Thanopoulos et al, in a recent report, presented their experience in the treatment of coarctation of the aorta (CoA) in children with stent implantation. They retrospectively analyzed 74 consecutive patients (42 with native and 32 with recurrent CoA) who had completed 6 years of follow-up and concluded that “early management of CoA with stent implantation is a safe alternative to surgical treatment.” We congratulate with the investigators especially for the data they report on medium-term follow-up.
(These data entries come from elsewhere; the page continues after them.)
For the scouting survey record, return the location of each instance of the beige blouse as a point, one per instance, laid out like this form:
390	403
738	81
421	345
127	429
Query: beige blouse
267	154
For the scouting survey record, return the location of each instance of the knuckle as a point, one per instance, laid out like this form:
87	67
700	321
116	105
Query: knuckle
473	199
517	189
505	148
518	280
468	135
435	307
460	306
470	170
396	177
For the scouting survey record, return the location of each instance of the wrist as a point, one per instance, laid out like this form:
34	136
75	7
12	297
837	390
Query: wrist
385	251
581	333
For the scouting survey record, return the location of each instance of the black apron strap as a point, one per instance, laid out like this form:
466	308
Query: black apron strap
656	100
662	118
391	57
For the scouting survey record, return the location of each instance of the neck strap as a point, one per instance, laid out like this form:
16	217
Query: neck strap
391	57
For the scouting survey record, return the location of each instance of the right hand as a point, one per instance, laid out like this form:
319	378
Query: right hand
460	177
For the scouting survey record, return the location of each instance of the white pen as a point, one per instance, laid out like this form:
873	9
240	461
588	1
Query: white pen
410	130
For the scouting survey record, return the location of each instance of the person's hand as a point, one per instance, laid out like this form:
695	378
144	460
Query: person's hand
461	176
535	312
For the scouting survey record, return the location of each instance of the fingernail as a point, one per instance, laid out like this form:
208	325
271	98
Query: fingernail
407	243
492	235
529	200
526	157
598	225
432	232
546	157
Recent guidelines have been published for the transcatheter treatment of primary and recurrent CoA. Ballooning and/or stenting is indicated when there is a transcoarctation peak gradient of >20 mm Hg at the time of catheterization, although intervention may be warranted with less severe gradients if there is systemic hypertension with anatomic narrowing that may be contributing to the hypertension. Thanopoulos et al described 62 discrete CoA and 62 hypertensive patients (84%). What do you consider a discrete CoA? A CoA with a pressure gradient <20 mmHg? Was the hypertension in those patients severe?
Moreover, the Congenital Cardiovascular Interventional Study Consortium (CCISC) showed a technical success rate of 99% in a series of 588 procedures. Two patients developed aortic dissection and rupture, and the procedures were terminated and emergent surgery was undertaken. There was a total of 84 complications occurring in 69 patients (11.7%). The CCISC encountered 28 instances of stent migration (4.8%). The CCISC reported 8 angiographically evident intimal tears (1.3%). Neurologic events including cerebral vascular accidents occurred in 6 procedures (1%). Significant femoral vessel injuries were reported in 15 procedures (2.6%).
Conversely, Thanopoulos et al report only 2 procedural complications (traumatic aneurysm and femoral pseudoaneurysm). No late aortic aneurysm or recurrent coarctation was identified during the 6-year follow-up period, but 32 patients underwent repeat dilation. At the end of follow-up, 85% of patients were normotensive. Therefore, is the low rate of complications reported by the investigators due to correct patient selection or simply luck?
Currently, between the age of 1 year and the time when a child reaches a weight of 30 to 35 kg (usually 9 to 11 years of age), there are insufficient data to determine whether surgical or endovascular intervention is preferable for native lesions. Also awaited are long-term results that will ultimately decide if stent implantation should be extended to everyone with recurrent coarctation or only those who meet a high-risk criterion.